# Bruneau Dunes State Park, Idaho



## grcooperjr

Hi Folks......

We just got back Sunday from one of our faviorite tripes of the year to​Bruneau Dunes State Park, Idaho​ 






 
This is a great place to go to in the high Desert of Idaho. A lot of GREAT fishing, hikeing and astromoney at the obsvertory.








​http://buyastrostuff.com/dons/images/Star-Party-Pics/Obs_Front_w_refractorBigThumb.jpgAnyway I took some pictures of our latest trip AT THIS LINK. 
A lot of folks have never seen the Snake River area of Idaho so it's kind of hard to explain.
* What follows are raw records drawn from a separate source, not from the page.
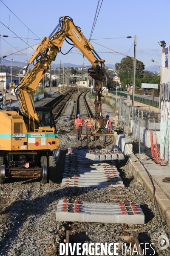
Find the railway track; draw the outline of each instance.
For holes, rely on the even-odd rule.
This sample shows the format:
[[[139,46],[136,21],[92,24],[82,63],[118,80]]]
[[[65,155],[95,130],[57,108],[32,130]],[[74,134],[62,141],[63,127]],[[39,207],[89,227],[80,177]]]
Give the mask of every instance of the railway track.
[[[88,92],[84,93],[84,90],[79,96],[79,111],[85,119],[88,112],[84,102],[84,94],[90,109],[91,107]],[[70,137],[74,120],[76,92],[73,93],[56,120],[62,148],[57,167],[57,183],[51,186],[40,184],[38,179],[16,178],[14,180],[7,178],[6,183],[0,185],[0,255],[58,256],[60,244],[65,242],[68,231],[69,242],[72,244],[119,243],[119,255],[123,255],[122,243],[126,243],[128,247],[131,244],[133,247],[135,239],[133,235],[135,232],[139,243],[148,244],[147,248],[150,249],[146,249],[146,255],[154,253],[150,247],[151,243],[155,244],[153,247],[155,255],[162,254],[158,246],[158,238],[161,235],[168,234],[170,230],[142,185],[133,177],[130,170],[126,167],[122,171],[125,162],[116,161],[114,164],[124,187],[61,186],[67,149],[79,145],[79,143]],[[91,109],[93,111],[94,110]],[[88,109],[89,111],[88,108]],[[76,163],[78,166],[79,163]],[[145,224],[56,221],[57,204],[64,198],[94,204],[135,201],[140,204],[145,215]],[[168,255],[168,250],[163,251],[163,255]]]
But most of the area is canyon lands and very fertile lava based farm lands in the areas surrounding the river.

Enjoy the pic’s.


----------



## ctfortner

Thanks for sharing Ray. Looks like a neat place. Never camped in the desert before. Weather should be right about this time of year. Love the pics.


----------



## grcooperjr

ctfortner said:


> Thanks for sharing Ray. Looks like a neat place. Never camped in the desert before. Weather should be right about this time of year. Love the pics.


 
It was a fun trip. Just about had every type of weather that you can have. we had our water freeze the first 2 nights as the temp dropped below 15 degs. The Days were over 60 for the most part and sunny. Going and coming we had snow to contend with as we crossed the Blue Mountain range on the Idaho/Oregon border. Spring time camping can be about anything you can imagine. Summer time, you really need AC. Last September it was 115 in the shade and 85 at night of course no humidity to speak of.


----------